Some comments about gen and SCA²

Discussions worth keeping around later.
Post Reply
MysteryMan23
Sanci
Sanci
Posts: 42
Joined: Sun Feb 05, 2012 6:35 pm

Some comments about gen and SCA²

Post by MysteryMan23 »

Hey everyone!

I've been using SCA² and gen for my conlangs, and they've proven quite useful. However, I've encountered a few problems that hamper their usefulness.
  1. In gen, sometimes when I'm generating words using the "output table" function, the program breaks down and outputs a really long word. In the other modes, on the other hand, the program seems to work just fine. I've been testing it, and I've found that when I remove the rewrite rules, the problem goes away. Also, there are cases where the rewrite rules don't cause any problems at all. It appears that the problem happens when I try to replace single characters with digraphs, but it happens in other cases too, and I can't seem to find a real pattern. In any case, this is most definitely a bug.
  2. In SCA², I can't make even basic vowel harmony happen. When I try, the changes only end up applying to the first vowel that breaks the rules, but not anything beyond that. In fact, it seems to apply each rule one at a time, such that pikukupi comes out like "pikikupu" instead of the desired "pikikipi". I don't know if it's a bug, or if I'm just doing something wrong, but I'd kind of like to be able to do vowel harmony with this program, for a number of reasons.
I'll provide examples for each of my problems below, so you can experiment for yourself.

Code: Select all

For gen:
C=ptkPTK
V=aeiou
P|ph
T|th
K|kh
CV
V

Set the output type to "Wordlist (as table)" to see the bug. You should get a really long word instead of a real table of words.

For SCA²:
F=ie
B=uo
C=ptkbdg
F/B/B(C)_
B/F/F(C)_

Test with words of 3 or more (C)V syllables. You should see failure to produce the expected vowel harmony, i.e. something like "pitoku" turning into "piteku" instead of "piteki".

User avatar
Radius Solis
Smeric
Smeric
Posts: 1248
Joined: Tue Mar 30, 2004 5:40 pm
Location: Si'ahl
Contact:

Re: Some comments about gen and SCA²

Post by Radius Solis »

MysteryMan23 wrote:
  • In SCA², I can't make even basic vowel harmony happen. When I try, the changes only end up applying to the first vowel that breaks the rules, but not anything beyond that. In fact, it seems to apply each rule one at a time, such that pikukupi comes out like "pikikupu" instead of the desired "pikikipi". I don't know if it's a bug, or if I'm just doing something wrong, but I'd kind of like to be able to do vowel harmony with this program, for a number of reasons.
The program is clearly applying each sound change exactly once.
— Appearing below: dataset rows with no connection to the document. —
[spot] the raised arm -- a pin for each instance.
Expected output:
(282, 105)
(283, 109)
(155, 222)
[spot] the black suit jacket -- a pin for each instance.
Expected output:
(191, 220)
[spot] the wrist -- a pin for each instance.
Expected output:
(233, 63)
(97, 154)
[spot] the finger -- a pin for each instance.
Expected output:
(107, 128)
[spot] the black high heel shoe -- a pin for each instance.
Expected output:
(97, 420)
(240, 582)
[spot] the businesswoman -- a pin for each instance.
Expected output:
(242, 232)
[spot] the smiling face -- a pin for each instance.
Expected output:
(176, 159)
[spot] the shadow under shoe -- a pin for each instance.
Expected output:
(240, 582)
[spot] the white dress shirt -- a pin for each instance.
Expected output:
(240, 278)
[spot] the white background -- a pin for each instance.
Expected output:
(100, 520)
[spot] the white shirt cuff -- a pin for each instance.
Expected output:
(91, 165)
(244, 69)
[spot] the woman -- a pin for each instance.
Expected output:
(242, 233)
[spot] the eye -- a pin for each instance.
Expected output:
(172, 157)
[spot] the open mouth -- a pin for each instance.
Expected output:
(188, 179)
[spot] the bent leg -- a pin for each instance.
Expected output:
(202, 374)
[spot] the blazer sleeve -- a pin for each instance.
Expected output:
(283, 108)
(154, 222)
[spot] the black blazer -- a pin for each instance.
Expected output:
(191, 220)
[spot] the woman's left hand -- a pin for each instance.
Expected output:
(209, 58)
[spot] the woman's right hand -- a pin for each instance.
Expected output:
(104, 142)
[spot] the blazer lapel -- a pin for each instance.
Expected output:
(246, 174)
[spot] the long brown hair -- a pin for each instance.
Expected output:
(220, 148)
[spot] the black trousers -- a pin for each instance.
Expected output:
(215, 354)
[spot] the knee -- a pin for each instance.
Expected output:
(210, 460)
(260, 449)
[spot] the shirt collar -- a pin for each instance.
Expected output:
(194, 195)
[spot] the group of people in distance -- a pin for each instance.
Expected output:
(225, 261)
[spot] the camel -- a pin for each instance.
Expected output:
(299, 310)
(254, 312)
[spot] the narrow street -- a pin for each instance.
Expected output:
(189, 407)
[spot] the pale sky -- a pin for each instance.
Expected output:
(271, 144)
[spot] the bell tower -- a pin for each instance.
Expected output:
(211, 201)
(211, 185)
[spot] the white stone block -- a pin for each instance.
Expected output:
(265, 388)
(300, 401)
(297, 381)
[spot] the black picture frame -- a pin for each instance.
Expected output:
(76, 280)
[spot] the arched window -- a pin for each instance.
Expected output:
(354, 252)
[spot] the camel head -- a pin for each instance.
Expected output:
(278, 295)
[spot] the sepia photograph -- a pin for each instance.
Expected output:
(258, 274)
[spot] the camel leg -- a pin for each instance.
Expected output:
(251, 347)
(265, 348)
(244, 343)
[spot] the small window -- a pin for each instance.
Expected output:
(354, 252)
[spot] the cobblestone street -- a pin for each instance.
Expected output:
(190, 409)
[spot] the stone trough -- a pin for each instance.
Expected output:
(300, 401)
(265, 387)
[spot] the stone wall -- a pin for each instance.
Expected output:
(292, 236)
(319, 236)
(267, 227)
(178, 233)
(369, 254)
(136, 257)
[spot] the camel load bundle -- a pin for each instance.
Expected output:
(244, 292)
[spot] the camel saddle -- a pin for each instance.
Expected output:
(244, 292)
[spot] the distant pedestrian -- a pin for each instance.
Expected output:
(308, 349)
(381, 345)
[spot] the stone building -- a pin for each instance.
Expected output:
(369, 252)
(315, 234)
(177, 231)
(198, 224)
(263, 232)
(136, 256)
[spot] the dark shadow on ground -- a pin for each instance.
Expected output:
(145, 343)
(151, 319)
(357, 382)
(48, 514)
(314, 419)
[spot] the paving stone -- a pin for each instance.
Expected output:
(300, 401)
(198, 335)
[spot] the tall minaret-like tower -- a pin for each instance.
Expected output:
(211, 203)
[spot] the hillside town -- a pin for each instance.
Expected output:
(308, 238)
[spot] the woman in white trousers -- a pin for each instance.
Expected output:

It might be nice if it automatically recursed, but SCAs generally don't: it's more effort for the programmer to implement that than it is for you to work around it by repeating the rule. For instance, in your example, change it to read

Code: Select all

F=ie
B=uo
C=ptkbdg
F/B/B(C)_
F/B/B(C)_
F/B/B(C)_
B/F/F(C)_
B/F/F(C)_
B/F/F(C)_
, and magically each rule will apply to up to three syllables in a row. Increase the repeats if more are needed.

Cedh
Sanno
Sanno
Posts: 938
Joined: Tue Nov 14, 2006 10:30 am
Location: Tübingen, Germany
Contact:

Re: Some comments about gen and SCA²

Post by Cedh »

MysteryMan23 wrote:In gen, sometimes when I'm generating words using the "output table" function, the program breaks down and outputs a really long word. In the other modes, on the other hand, the program seems to work just fine. I've been testing it, and I've found that when I remove the rewrite rules, the problem goes away. Also, there are cases where the rewrite rules don't cause any problems at all. It appears that the problem happens when I try to replace single characters with digraphs, but it happens in other cases too, and I can't seem to find a real pattern. In any case, this is most definitely a bug.
I also came across this bug a while ago. And I managed to figure out what the error is: The rewrite rules are applied after generating the output HTML, so any time you include a rewrite rule that affects a character which is used in the HTML output, the document structure will be messed up. Here's some detail about my observations:
cedh audmanh (in an e-mail to Zompist) wrote:My rewrite rules (which include b|p’ and d|t’, using voiced plosive graphemes as shorthand symbols for ejectives) affect not just the words but also the generated HTML source code, which comes out as something like the following with the output option "Wordlist (as table)" (copied from Firebug):

Code: Select all

<tap’le>
<tt’>mūsūa</tt’>
<tt’>wīrka</tt’>
<tt’>tə</tt’>
<tt’>əā</tt’>
<tt’>mulu</tt’>
<tt’>sət</tt’>
<tt’>wat’una</tt’>
</tap’le>
A very similar thing happens when the output is set to "Big-ass wordlist":

Code: Select all

<div id="mytext">
tātəlik’ə
<p’r/>
məkwu
<p’r/>
yīttī
<p’r/>
tai
</div>

Also, Gen doesn't appear to distinguish between upper and lower case letters within words, so it's not possible to use X-SAMPA. MysteryMan23, you would need to replace your category definition C=ptkPTK by something like C=ptkɸθx to keep the two sets of consonants distinct in the generated words. (Incidentally, this would work as a temporary workaround against the bug described above too).

User avatar
Pole, the
Smeric
Smeric
Posts: 1606
Joined: Sat Feb 11, 2012 9:50 am

Re: Some comments about gen and SCA²

Post by Pole, the »

Well, gen and sca² are great, but bugfull. For example:
• the applier doesn't see \t (the tabulator sign) as a whitespace;
• the categories symbols are only recognised when at start of a rule, making you unable of applying such rules as CS/\\/_, the workaround is simply listing each combination, which is kinda pointless;
• you can use wildcards only once per a rule, so. [sc]t/\\/_ and s[ptk]/\\/_ will work correctly, whereas [sc][ptk]/\\/_ won't, the workaround — see above;
• the same applies when you try to use both at once ­— P[rl]/B/_ won't work, too.
The conlanger formerly known as “the conlanger formerly known as Pole, the”.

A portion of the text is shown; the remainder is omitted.